A Few Beliefs
Having your views confirmed is a powerful and addictive drug.
The worst financial decisions happen when people risk what they need in order to gain something they merely want.
Unsustainable things can last years or decades longer than people think.
Tell people what they want to hear and you can be wrong indefinitely without penalty.
Being loyal to people who deserve your loyalty is a wonderful thing.
The luckier you are the nicer you should be.
Past performance increases confidence more than ability.
Define what you’re incapable of and stay away from it.
You’re not proven until you’ve survived a calamity.
Read fewer forecasts and more history.
Many bad investment decisions are good ideas taken too far.
Spending money to show people how much money you have is the fastest way to have less money.
The most reasonable plan is planning on your plan not going according to plan.
A lot of denial masquerades as patience.
A lot of people have a hard time distinguishing between what happened and what they think should have happened given their world view.
About once a decade people forget that bubbles form and burst about once a decade.
The best way to deal with uncertainty without hiding in a bunker is to save like a pessimist and invest like an optimist.
With the right incentives, people can be led to believe and defend almost anything.
Expectations move slower than reality on the ground, so a lot of frustration comes from clinging to the trends of past eras.

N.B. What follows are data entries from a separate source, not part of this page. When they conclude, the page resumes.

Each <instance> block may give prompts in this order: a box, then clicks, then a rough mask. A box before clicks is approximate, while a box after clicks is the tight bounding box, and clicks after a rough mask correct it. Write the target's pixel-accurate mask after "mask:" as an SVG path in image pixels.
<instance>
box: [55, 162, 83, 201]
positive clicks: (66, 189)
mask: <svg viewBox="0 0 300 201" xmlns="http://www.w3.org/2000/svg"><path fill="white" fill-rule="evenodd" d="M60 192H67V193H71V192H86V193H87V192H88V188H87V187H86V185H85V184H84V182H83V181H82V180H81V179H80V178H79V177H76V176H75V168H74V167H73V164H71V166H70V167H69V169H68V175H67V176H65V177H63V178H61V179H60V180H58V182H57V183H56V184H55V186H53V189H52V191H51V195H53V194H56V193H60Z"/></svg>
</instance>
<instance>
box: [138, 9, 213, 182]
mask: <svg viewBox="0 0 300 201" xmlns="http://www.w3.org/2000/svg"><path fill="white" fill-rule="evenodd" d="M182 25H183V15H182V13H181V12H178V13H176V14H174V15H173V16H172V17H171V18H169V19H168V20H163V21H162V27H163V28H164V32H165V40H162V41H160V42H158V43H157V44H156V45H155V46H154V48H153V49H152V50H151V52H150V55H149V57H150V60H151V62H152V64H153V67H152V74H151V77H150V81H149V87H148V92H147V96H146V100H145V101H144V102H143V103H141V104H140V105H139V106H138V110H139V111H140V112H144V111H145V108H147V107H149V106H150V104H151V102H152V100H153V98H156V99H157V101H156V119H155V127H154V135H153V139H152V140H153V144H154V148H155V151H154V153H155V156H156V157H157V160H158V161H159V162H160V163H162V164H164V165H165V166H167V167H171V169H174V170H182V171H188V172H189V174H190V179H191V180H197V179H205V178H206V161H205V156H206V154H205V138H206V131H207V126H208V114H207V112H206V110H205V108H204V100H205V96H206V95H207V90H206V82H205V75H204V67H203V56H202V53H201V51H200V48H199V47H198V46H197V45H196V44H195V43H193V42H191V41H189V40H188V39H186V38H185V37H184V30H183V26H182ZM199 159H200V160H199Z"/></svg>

Most people can afford to not be a great investor but they can’t afford to be a bad one.
Beliefs that haven’t changed in 20 years are as suspect as beliefs that changed overnight.
Progress happens too slowly to notice, setbacks happen too fast to ignore.

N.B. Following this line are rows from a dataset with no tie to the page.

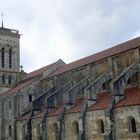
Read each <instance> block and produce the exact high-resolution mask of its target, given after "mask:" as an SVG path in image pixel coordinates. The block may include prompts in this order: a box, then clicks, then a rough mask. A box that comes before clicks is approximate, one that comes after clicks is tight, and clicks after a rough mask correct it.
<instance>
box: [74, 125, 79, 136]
mask: <svg viewBox="0 0 140 140" xmlns="http://www.w3.org/2000/svg"><path fill="white" fill-rule="evenodd" d="M73 127H74V129H73V130H74V134H75V135H77V134H78V133H79V125H78V122H74V123H73Z"/></svg>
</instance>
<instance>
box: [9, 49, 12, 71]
mask: <svg viewBox="0 0 140 140" xmlns="http://www.w3.org/2000/svg"><path fill="white" fill-rule="evenodd" d="M9 68H10V69H11V68H12V49H11V48H10V49H9Z"/></svg>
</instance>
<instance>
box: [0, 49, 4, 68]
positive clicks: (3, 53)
mask: <svg viewBox="0 0 140 140" xmlns="http://www.w3.org/2000/svg"><path fill="white" fill-rule="evenodd" d="M1 67H2V68H4V48H2V51H1Z"/></svg>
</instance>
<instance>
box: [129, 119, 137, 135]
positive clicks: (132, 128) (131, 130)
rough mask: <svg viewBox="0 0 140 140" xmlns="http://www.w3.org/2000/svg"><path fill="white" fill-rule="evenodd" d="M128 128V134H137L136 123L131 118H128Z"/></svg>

We are extrapolating machines in a world where nothing too good or too bad lasts indefinitely
Optimism and pessimism always overshoot because the only way to know the boundaries of either is to go a little bit past them.
The world is governed by probability, but people think in black and white, right or wrong – did it happen or did it not? – because it’s easier.

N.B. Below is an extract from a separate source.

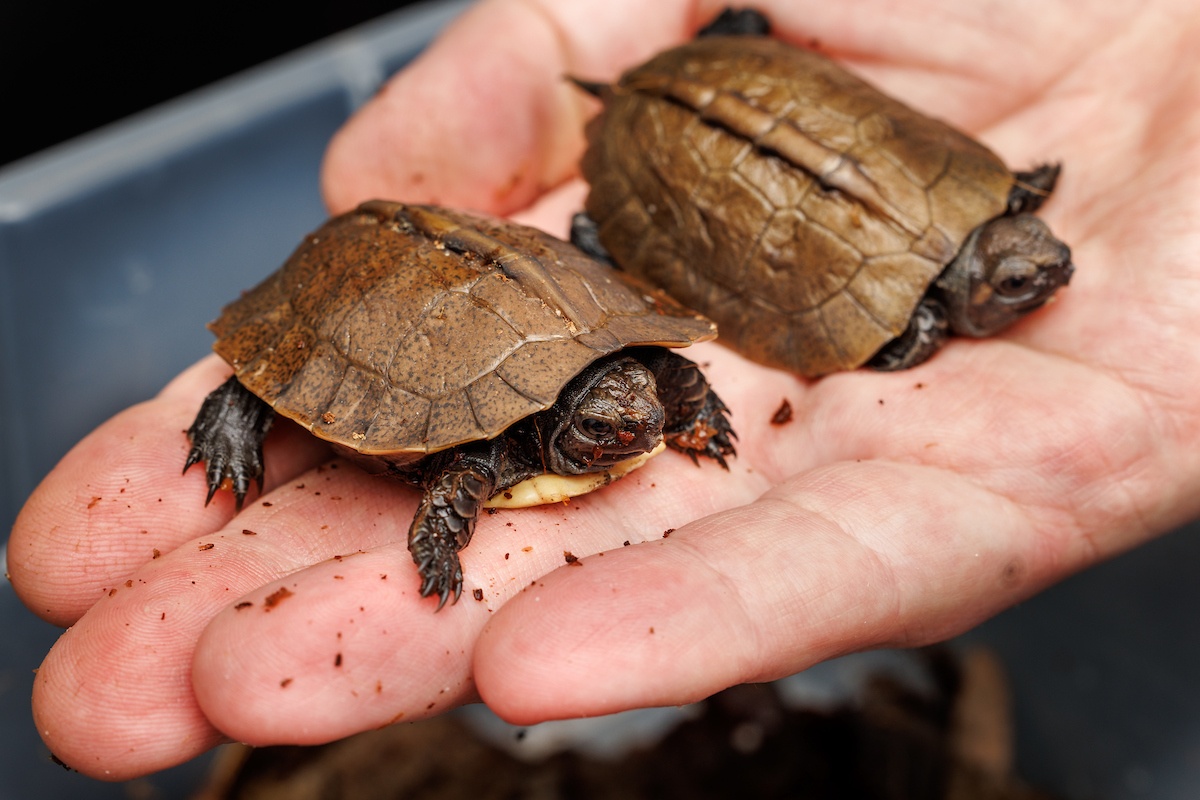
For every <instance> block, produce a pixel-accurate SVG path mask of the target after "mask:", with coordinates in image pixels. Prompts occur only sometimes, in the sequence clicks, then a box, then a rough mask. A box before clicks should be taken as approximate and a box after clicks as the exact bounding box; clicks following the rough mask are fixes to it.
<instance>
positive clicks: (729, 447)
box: [662, 390, 738, 470]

It’s hard to empathize with other people’s beliefs if they’ve experienced parts of the world you have not.
The cure to overconfidence is constantly reminding yourself that you’ve experienced maybe 0.00001% of the world.
The line between bold and reckless is thin and often only visible with hindsight, so be careful who you admire and what you admire them for.
Something can be factually true but contextually nonsense.
Being nice to people is the easiest career competitive advantage.
Reputations have momentum in both directions, because people want to associate with winners and avoid losers.
If your expectations grow faster than your money you’ll never be happy no matter how much you accumulate.
People who are exceptionally good at one thing tend to be exceptionally bad at other things.
Not caring about temporary things, and obsessing over permanent things, is underrated.
Good marketing wins in the short run and good products win in the long run.
When reading the news, you can increase your productivity 100x by asking, “Will I still care about this a year from now?”
Uncertainty amid danger feels awful. So it’s comforting to have strong opinions even if you have no idea what you’re talking about.
Daniel Kahneman says a key to investing is having “a well-calibrated sense of your future regret,” which might actually be the key to understanding all forms of risk.
Debt removes options, savings add them.
People like weekends because it’s when they have the most control over their time; financial goals should keep this in mind.
It’s easiest to convince people that you’re special if they don’t know you well enough to see all the ways you’re not.